Of course, when I ask this question to those around me, they bring out the 3rd option to consulting an expert (go to hospital) and have it well “acted” upon. But then assuming those chances are low, what should be incentivize — inaction or the risk of wrong action?

I hear of conspiracy theories how doctors in certain countries avoid carrying out critical operations and spend too much time “assessing” the situation — partly because there is pressure from the management to avoid the scenario where things go wrong and the hospital is under pressure for potential mismanagement in the operation room. I do not know the legitimacy of these claims but clearly it fits the sad reality of how inaction tends to triumph.

Naval has a famous quote —

If you can’t decide, the answer is no

This is brilliant because we subconsciously frame our questions in such a way that if the answer is “yes”, the state changes to a new one while the “no” option retains the same. Should you give a CPR to the victim? Takes you long to decide? The answer is no.

While I admire his clarity of thought to frame this, I am dismayed to see how most actions are reactive than proactive. We tend to not care about blood donation requests until our dear one reaches than plight and then we curse the system for being selfish. Or when you’re giving a zoom call presentation but have no feedback to work with the blank screens of your peers — while you know you’d do the same if the places were switched.

It is this systemic disconnect that incentivizes inaction that disappoints me. It may help to think — what’s the cost if I make a mistake hear? Sometimes we overblow the loss over the win. Should I go sing that song in front of the crowd? Best case, it becomes a memory to cherish. Worst? Cricket sounds cause I doubt you’d be infamous enough to have audience prepared with rotten tomatoes to fling — especially if you’re insecure about your skills.

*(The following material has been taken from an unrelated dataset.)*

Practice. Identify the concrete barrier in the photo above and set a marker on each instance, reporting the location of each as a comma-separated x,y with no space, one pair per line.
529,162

Truth be told, chances are that I’ll be a hypocrite myself when I come across a situation where I choose inaction over the risk of wrong action. After all, how prepared can one be in a new situation? Unless you work as a crisis manager, odds are the surprise blows out the air within before you know it.

So what are the potential solutions

  • build a thicker skin? Put yourself through more experiences to know how to respond?
  • Surround yourself with experts of different situations and reconnect with them when in need?
  • Measure the risk of failure vs the gratitude of risking an action in a demanding situation?

Hope I find the answer in the years to come.